Sobald es mir besser ging, bemerkte ich, dass ich unter dem Sternenhimmel völlig alleine war. Keine Sanitäter, keine Feuerwehr, keine Kollegen, die zu mir geeilt kamen und halfen. Die befanden sich alle vor dem Haus. In der Ferne hörte ich Sirenen, aufgeregtes Rufen, Befehle wurden gebrüllt. Mein Name fiel ein paar Mal. Das brennende Haus befand sich wie eine Barriere aus Flammen zwischen uns.
Ich rappelte mich auf, damit ich ums Haus herum nach vorne gehen und medizinisch versorgt werden konnte, als mir in dem Moment die Worte der Hexe erst richtig bewusst wurden.
Sie hatte mich mit einem Todesfluch belegt. Nach einjähriger Vorbereitungsarbeit hatten wir heute deren Hauptsitz gestürmt, weil der Clan immer auffälliger und ihre Taten von Mal zu Mal grausamer geworden waren. Daher war ich mir sicher, dass die Hexe keine leeren Verwünschungen ausgestoßen hatte, zumal sie uns eine Kostprobe ihrer Fähigkeiten gegeben hatte. Bei ihren Flüchen handelte es sich nicht um im Zorn ausgesprochene, inhaltslose Drohungen. Der Fluch war echt.

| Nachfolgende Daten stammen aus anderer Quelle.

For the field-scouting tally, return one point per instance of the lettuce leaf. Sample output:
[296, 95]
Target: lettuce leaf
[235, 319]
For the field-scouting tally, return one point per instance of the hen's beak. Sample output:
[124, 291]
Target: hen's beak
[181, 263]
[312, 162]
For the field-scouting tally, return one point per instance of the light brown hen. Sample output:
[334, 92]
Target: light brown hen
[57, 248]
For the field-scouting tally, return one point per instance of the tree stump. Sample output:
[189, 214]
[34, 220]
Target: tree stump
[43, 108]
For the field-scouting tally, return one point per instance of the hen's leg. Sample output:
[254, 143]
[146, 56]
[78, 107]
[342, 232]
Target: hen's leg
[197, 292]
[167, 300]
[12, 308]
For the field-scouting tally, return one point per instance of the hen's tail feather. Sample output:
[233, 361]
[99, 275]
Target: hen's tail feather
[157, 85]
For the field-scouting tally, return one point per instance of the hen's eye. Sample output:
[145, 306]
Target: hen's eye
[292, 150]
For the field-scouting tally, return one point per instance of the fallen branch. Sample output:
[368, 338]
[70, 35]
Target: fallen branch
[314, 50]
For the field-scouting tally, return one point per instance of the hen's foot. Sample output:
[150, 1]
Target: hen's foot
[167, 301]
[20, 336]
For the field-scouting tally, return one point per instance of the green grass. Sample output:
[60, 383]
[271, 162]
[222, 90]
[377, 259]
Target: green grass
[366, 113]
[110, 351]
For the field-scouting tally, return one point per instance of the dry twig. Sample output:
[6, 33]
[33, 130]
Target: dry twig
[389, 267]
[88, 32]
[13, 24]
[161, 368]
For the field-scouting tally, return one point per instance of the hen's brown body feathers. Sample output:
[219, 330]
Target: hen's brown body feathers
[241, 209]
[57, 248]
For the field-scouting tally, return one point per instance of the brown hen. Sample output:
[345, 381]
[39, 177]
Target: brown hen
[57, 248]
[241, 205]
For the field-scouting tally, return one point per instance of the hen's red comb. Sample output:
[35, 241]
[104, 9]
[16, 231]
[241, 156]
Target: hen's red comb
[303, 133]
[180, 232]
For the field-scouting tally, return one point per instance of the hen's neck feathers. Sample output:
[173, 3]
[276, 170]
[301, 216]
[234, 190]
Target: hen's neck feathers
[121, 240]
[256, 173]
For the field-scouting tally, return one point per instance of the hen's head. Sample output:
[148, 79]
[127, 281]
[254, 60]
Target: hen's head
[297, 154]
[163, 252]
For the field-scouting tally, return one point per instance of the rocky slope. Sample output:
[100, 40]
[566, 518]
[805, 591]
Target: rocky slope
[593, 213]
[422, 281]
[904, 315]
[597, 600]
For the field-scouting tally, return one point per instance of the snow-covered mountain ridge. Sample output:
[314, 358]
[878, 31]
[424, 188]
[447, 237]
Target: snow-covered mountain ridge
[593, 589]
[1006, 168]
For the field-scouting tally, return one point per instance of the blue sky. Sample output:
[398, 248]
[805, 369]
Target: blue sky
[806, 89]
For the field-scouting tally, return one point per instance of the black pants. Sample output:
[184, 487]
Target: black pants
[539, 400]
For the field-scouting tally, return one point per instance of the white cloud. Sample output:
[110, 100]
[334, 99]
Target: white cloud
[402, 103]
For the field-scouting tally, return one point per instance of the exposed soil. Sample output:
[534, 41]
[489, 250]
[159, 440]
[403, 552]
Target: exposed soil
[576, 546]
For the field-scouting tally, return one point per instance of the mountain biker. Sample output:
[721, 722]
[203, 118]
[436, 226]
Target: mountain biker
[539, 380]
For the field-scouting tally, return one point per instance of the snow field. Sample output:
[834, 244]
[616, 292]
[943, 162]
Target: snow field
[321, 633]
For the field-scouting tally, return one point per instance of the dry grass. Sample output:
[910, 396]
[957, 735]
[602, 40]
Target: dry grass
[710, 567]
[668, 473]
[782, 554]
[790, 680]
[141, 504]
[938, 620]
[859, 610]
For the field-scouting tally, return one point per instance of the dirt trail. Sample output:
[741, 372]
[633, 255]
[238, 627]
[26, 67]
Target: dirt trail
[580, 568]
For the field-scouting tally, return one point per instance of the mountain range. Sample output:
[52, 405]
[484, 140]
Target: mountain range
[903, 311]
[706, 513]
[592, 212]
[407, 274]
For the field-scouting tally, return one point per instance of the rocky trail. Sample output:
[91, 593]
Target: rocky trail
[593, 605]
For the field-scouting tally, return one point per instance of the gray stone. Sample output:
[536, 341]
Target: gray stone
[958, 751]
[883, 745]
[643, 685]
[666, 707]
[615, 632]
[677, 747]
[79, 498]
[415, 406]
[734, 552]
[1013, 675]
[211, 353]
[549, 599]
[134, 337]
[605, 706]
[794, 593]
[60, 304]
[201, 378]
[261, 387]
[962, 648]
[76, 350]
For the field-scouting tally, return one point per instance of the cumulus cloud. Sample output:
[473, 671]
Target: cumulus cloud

Wie mein ärgster Feind sollte ich sterben. Aber noch lebte ich.
Vampire waren meine schlimmsten Feinde.
Zu Sonnenaufgang.
Ich schaute auf meine Hände und sah, dass sie heftig zitterten. Ich zitterte so stark, dass die Waffe, die ich umklammerte, vor meinen Augen als verschwommener Schemen erschien. Vor meinem Blick breitete sich Dunkelheit aus.
Das Nächste, woran ich mich erinnerte, war, wie ich mutterseelenallein nachts durch den Wald lief. Ich hatte einen Filmriss. Inzwischen nahm ich meine Umgebung wieder bewusst wahr, fühlte mich aber taub. Nur zwei Gedanken kreisten unaufhörlich in meinem Kopf.
Du wurdest verflucht.
Du wirst sterben.
Es war nur eine Frage der Zeit, eine Sache von wenigen Stunden …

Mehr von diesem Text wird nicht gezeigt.